If you asked me 6 months ago whether or not I was going to stay another year in Korea, I would’ve said there was maybe POSSSSSSIBLY a 2% chance. Well okay, I probably would’ve made an obscene, sarcastic remark that involved multiple F-bombs – but you know, along the same lines as “2%”.
So it took a while for Korea to grow on me, but it definitely did. And like I went on in my previous post, the benefits (AKA money) are reason enough to stay longer for someone trying to save money and pay off student loans.
And thus, the job search began:
There are two main types of teaching jobs in Korea: public school jobs and private schools/hagwon jobs. Due to complications with my paperwork when I originally came to Korea + UPS ruining my life (yes, the United Postal Service), I wasn’t able to get another public school job here (looong story). And so private schools/hagwons were the way to go.
Finding a hagwon job was a lot more difficult than I expected. There are so many people looking for teaching jobs here in Korea that non-public school jobs have super long hours, low pay and not nearly as many benefits as public school jobs (i.e. no severance, pension or tax exclusion). The boyfriend and I were also trying to move to either Busan or Seoul close to the city and so [good] job opportunities are even more scarce.

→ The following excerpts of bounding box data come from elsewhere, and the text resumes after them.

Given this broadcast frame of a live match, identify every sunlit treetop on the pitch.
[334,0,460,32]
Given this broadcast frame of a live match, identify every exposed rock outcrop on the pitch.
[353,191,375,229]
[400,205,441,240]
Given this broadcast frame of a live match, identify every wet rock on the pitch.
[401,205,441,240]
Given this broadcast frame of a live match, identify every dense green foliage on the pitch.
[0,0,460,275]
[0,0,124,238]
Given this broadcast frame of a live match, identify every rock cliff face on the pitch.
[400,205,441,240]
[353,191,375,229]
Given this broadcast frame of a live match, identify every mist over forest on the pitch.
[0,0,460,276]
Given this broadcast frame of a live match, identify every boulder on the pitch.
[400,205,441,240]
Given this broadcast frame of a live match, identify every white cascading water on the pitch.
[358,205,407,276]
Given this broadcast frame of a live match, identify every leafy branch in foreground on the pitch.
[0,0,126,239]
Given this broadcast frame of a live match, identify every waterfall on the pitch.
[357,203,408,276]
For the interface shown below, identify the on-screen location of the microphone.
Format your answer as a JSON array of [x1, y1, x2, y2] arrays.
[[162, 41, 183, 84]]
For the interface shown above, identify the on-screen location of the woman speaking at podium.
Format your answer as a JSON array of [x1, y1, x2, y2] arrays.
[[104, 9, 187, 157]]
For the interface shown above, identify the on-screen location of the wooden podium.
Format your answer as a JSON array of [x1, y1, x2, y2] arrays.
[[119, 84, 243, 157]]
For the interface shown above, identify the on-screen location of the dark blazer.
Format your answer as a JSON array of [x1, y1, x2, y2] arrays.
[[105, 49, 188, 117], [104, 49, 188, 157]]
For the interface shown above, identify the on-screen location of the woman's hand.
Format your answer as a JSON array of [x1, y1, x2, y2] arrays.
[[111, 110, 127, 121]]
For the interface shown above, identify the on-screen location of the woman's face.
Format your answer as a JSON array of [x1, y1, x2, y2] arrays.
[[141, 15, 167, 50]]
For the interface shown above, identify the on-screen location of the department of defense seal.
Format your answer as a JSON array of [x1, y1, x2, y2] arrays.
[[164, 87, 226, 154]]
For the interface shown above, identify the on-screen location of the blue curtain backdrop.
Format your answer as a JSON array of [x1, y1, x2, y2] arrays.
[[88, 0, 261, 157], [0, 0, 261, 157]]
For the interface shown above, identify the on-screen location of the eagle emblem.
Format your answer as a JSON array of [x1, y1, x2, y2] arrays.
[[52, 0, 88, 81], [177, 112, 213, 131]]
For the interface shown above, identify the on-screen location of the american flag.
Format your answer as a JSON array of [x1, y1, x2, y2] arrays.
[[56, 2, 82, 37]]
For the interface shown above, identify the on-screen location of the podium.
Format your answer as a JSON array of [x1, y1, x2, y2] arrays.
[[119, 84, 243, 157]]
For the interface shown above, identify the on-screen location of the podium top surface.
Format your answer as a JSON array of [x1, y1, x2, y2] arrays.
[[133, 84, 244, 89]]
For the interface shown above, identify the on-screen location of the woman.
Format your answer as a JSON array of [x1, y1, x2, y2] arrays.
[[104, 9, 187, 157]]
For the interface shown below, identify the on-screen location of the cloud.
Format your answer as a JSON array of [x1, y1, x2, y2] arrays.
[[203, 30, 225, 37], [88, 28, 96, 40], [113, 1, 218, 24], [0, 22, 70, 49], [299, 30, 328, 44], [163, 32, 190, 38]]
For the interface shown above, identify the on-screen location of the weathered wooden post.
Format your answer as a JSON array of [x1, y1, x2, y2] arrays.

After a few interviews and job offers, we ended up accepting a job in Haeundae, Busan at a private school/hagwon! It’s been two weeks of work and it has been compleeetely different than my last job at my middle school in Ulsan. Like the exact opposite.
Instead of seeing each of my twenty 36-student classes once a week, I have one class that I see every day from 9:45-2:30. And instead of teaching bratty, hormonal, moody teenagers, I get to teach the cutest fricken Kindergarteners in the world who speak better English than 95% of my previous kids. And they’re 6. SIX. Instead of teaching in the mother-effing-hood (Ulsan overall isn’t ghetto, I was just lucky enough to be placed in a bad area), I’m teaching in one of the most affluent neighborhoods in Korea – AKA all my kids’ families are friggin RICH.
Of course, there are cons as well, although I absolutely ADORE my kids and don’t know how I got so lucky. Cons: rich, private school parents rule the school. That means whatever they say goes – whether it be that they don’t want their son or anybody else in the school calling me “Miss” Kirsten (true story) or that they just don’t want their kid reprimanded or given a bad grade. Like ever. At all. Their wish is literally and I mean LITERALLY our command. Other cons: barely any deskwarming time. So long are the days of sitting at my desk for 5 out of the 8 hours of work to blog, take Buzzfeed quizzes and chat with friends and family back home. There are also a few other cons that I won’t get into quite yet.
Luckily, there are tons of pros. My kids are the obvious pro. There are 8 different Kindergarten classes split up by age and level and I got the 7-year-old geniuses. 7-year-olds in Korean age would be 5-6 year olds in America, by the way. It’s weird. When Koreans are born, they start at 1. And then on January 1st, everybody born the previous year turns 2. And so if I was born on December 31st, I would turn 2 the next day. Shit’s weird.
Anyway, my kids are AWESOME. I have 11 wittle babies and my own classroom and I teach them math, science, phonics, “sing”, gym (which is more or less putting on different videos on the projector screen and dancing around the play room), and a few more English-y classes. They’re super smart and ridiculously adorable. They all call me “Miss Kirsten” (although they’re not allowed to anymore due to preferences of a rich mom, so now I’m just “Kirsten”) and they can actually pronounce it correctly because they haven’t been introduced to the “Kyyyyirsten”‘s and “kRIsten”‘s of the world.
They all love volunteering to answer questions and actually do their work, it’s such a refreshing change from middle schoolers who hate the world. And they’re just so full of love and are super affectionate and always want to hold your hand, give you hugs and talk to you about anything and everything.
Other pros: we have field trips on the reg – like today we went to the most legit science museum and last week we went to a bird museum (although they were all stuffed which was super creepy). I work with 6 other English teachers from England/South Africa/America (one of which is Nate) and we all live in the same building (college-dorm-style except we thankfully all have our own bathrooms and kitchens). It’s awesome. One of them is currently cooking dinner for four of us tonight.
And the rest of the pros: we’re a short walk to the school and more importantly, to the bars. I can see the ocean from my window. I can walk 15 minutes to the beach to watch a dude singing a Korean version of “Let it Go” on repeat for 2 hours from his mobile karaoke machine. (Well I’m hoping he’s always there anyway.) The boyfriend and I live together so no more commuting every day for an hour. Our flat is super nice (albeit super tiny). AND we have a normal shower! Not a small tile room with a shower-slash-sink that soaks you every time you wash your hands when you forget to switch to “shower mode”. It’s the little things.